Post # 1
So, our invites are due here in a couple of days, so we’re working on gathering up the addresses, etc. for final review. I have a question – do you invite your co-workers?
I work in a very small office – about 10 people. One of my co-workers and I have become out of work friends, not super close, but enough that we go out to dinner with the SOs, shopping, etc. So I’ll definitely invite her. But what about the other co-workers and the two co-owners? Some I don’t talk to much, there’s one my friend and I go out to lunch with often. Another and I were close back when we were the only two employees, but really aren’t now.
I’ve worked with this company since 2003, so I’ve known the people for many years. I’m not sure what to do. Fiance isn’t inviting any of his co-workers, since he’s leaving his position at the end of the semester, which is before the wedding.
Our wedding is also about 2 hours north of where we live and work, so I’m not sure if I should invite them due to that, too…
Anyone in a similiar situation? Thoughts?
Post # 3
I’m not in a similar situation. I’m not inviting anyone from work. I’d only invite someone from work if I was friends with them outside of work, like the friend you mentioned that you hang out with.
But if you have the funds and if you would enjoy having them all at your wedding, it can’t hurt to invite them. They’re not obligated to come just because you invite them, so I wouldn’t worry about the fact that they would have to travel.
Post # 4
well luckily i quit my job a couple of months ago, so i don’t have to worry about that. however, my Fiance works alongside a lot of other people and he is super social, so we were worried about what to do there. we decided to only invite the ones he is closest to which ended up being about 5 and he advised them to keep it on the DL because he was not inviting people besides them from work. it has worked out well, no one has harassed him about it even if they are mad 🙂
Post # 5
I say if you have the means to invite them, then do it! I’m not inviting anyone from work because I do not like any of them lol. But if I worked in a smaller office with people that I got along with, I think I would 🙂
Post # 6
I am planning to invite a few coworkers I socialize with outside of work. The others who I don’t share my personal life with I don’t feel obligated to invite. I just work with them they aren’t part of my life.
Post # 7
Do you think the co-workers would be offended? If so, I’d invite them. If they’d be understanding that weddings are expensive and you’re not close friends then I think it’s okay not to invite them. I am inviting my office mates and boss; Fiance is inviting most of his colleagues, but not the ones he hardly talks to.
Post # 8
I am in a similar situation, but I’m a teacher so I have about 50 co-workers! My mom got me a few etiquette books when I first got engaged. In this book, it said if you work in a small office, then you should invite everyone you work with even if you don’t expect them to come. It’s a very difficult situation because I’m sure you don’t want to offend anyone you work with. I am one of 5 reading teachers in my building, so I have decided to only invite the other reading teachers and my principal.
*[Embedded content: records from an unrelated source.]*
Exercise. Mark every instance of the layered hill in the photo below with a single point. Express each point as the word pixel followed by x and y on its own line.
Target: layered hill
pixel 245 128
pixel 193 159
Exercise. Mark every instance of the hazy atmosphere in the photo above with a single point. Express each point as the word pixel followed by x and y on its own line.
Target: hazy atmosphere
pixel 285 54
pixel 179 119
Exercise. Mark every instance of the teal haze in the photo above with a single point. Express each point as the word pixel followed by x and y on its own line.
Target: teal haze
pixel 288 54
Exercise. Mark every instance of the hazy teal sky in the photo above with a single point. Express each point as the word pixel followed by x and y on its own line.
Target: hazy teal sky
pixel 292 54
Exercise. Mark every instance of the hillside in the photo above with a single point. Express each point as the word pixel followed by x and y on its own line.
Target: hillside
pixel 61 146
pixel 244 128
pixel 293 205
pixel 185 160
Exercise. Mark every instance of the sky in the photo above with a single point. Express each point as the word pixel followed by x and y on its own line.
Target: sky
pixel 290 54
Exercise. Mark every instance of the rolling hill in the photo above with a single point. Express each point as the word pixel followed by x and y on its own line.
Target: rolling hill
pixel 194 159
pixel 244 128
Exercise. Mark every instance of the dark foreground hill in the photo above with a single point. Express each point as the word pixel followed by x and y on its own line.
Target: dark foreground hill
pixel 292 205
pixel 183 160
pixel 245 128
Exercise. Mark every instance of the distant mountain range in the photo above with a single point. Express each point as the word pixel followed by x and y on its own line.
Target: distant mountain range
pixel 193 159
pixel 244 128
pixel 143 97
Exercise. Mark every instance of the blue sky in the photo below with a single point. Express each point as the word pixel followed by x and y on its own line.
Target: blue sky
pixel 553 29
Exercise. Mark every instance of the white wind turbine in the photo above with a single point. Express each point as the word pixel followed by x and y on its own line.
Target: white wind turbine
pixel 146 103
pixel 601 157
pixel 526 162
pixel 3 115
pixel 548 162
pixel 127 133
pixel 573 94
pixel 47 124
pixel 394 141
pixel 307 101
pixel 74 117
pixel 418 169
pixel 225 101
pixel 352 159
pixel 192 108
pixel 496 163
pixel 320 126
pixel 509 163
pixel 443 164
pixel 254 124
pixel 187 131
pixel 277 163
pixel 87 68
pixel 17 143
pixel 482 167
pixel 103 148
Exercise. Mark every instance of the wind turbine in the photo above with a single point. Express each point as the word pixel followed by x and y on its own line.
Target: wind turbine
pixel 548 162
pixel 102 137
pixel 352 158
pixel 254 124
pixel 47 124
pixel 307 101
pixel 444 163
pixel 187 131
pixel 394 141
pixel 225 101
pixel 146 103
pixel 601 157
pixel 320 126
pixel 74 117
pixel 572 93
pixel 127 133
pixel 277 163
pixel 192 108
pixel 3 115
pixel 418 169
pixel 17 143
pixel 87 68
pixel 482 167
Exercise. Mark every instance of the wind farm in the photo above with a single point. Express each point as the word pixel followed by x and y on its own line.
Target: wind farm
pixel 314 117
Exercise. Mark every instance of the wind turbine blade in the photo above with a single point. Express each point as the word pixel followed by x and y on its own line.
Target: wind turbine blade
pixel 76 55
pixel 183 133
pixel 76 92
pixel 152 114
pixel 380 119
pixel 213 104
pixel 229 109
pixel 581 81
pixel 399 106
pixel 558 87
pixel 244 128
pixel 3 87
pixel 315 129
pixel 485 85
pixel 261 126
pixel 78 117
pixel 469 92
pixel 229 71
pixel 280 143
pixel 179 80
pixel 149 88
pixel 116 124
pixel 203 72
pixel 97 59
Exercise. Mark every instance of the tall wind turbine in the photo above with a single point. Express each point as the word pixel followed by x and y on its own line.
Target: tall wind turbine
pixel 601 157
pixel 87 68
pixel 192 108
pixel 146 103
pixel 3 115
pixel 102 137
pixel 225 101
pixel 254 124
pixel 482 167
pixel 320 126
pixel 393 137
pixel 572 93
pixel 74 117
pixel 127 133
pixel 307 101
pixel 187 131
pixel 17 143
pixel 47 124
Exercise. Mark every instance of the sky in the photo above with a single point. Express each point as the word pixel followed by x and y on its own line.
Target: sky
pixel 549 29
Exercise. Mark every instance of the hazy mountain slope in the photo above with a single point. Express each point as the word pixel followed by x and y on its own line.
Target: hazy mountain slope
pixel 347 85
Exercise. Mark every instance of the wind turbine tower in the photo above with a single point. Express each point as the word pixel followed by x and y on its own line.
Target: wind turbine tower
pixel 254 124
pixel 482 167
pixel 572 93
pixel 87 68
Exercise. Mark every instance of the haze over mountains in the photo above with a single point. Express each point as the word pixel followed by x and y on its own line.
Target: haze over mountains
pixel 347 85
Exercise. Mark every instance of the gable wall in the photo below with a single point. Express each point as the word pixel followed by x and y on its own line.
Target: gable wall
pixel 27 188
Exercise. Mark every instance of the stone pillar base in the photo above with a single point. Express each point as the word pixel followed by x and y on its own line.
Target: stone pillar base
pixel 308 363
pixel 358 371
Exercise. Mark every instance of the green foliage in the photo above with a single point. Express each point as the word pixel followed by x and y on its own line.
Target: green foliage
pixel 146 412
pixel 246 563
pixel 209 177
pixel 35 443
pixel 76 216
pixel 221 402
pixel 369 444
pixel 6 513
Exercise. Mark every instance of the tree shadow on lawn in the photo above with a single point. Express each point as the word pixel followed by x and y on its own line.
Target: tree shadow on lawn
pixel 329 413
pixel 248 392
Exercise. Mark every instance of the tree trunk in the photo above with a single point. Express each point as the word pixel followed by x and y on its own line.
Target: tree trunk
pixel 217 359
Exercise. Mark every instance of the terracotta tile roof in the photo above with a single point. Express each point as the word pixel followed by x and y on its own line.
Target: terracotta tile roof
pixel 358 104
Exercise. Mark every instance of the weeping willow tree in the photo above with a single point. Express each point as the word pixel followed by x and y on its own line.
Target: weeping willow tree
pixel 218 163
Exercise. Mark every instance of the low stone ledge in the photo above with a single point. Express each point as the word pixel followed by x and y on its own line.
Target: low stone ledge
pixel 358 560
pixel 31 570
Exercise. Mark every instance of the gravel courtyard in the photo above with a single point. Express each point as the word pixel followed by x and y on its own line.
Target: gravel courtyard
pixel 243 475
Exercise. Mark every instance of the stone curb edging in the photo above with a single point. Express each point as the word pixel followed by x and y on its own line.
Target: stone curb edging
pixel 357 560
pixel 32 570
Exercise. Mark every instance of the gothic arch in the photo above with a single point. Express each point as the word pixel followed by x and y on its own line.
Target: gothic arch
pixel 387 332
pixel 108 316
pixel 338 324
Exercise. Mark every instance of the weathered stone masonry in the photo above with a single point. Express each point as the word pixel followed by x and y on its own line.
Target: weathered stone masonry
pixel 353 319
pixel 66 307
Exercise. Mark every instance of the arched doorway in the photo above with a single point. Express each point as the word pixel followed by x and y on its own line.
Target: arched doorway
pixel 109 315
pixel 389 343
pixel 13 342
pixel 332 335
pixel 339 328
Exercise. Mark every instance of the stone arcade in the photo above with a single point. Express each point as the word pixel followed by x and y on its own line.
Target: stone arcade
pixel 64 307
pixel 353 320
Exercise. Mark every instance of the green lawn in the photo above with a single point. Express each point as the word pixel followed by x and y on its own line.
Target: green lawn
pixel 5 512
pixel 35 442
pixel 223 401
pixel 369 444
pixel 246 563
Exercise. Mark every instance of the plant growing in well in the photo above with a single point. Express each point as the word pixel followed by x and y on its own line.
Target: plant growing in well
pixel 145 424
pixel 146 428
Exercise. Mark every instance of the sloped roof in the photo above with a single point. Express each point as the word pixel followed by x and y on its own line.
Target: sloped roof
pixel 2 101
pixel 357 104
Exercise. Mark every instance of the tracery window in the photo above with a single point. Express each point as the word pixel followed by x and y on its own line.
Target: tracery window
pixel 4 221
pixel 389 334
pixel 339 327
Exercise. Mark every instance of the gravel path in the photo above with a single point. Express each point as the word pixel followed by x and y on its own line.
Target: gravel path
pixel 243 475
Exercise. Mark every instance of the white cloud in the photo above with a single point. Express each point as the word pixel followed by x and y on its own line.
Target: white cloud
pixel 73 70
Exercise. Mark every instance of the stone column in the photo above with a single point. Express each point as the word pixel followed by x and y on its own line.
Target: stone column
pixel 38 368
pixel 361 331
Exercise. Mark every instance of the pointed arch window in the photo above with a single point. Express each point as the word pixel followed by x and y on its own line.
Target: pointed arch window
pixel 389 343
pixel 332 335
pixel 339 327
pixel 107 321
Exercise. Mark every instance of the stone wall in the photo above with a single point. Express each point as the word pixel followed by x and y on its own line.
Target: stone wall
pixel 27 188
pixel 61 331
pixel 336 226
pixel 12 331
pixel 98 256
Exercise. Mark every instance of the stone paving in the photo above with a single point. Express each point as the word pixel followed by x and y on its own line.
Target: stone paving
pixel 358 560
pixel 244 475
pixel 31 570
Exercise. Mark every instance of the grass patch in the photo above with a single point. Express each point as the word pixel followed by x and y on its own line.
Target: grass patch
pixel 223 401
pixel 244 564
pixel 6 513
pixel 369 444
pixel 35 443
I would suggest sending an invitation to all of them just so no one gets their feelings hurt.
Post # 9
That would be a significant addition to a guest list because you’d have to invite their significant others as well if they’re married. The way I did it was I invited no one but my very closest friend at work…who is more of a friend than a coworker. Everyone understood. The problem is when you start to invite more than 1-2 obvious choices…especially in a small company, I’m assuming people would feel left out.
Post # 10
I just chose a couple of people that I am closest with, it isn’t realistic to invite 40+ people and their spouses from work.
Post # 11
I have been working in the same branch for nearly 5 years. Over time, a lot of people have come and gone, but many have been my co-workers the entire time. There are new employees with whom I have become friends with very recently, and longer-tenured employees with whom I am only colleagues. I was very unsure as to how I could pick and choose politely and secretly.
Solution: I didn’t immediately send save the dates to any of my co-workers. There is one with whom I am the closest, and she recently transferred branches. The minute she moved, I sent her a save-the-date. A newer employee and I recently became friend-friends – I sent her one too. I will send the other 4 over the next 3-4 weeks. I figure since the bulk of my co-workers are NOT invited, they won’t feel left out, and we are trickling the save the dates so there isn’t a big to-do about them.
Post # 12
My other concern about inviting office people is that it will turn into an office party. I am having a small wedding and inviting coworkers, and they bring a guest, they could out number my family and friends. I try to limit my talk about wedding planning at work as not to build expections.
Post # 13
I work in a very small office too and I had a lot of trouble trying to figure out this question. The whole office is myself, two full-time guys, my boss, and a part-time lady. I felt obligated to invite my coworkers (mostly because they have been listening to wedding venting for a year now) and my mom was insisting that I invite my boss. So I just decided to go for it and now I am happy that I did. I handed out invites last Friday and they all seemed genuinely happy to have been included.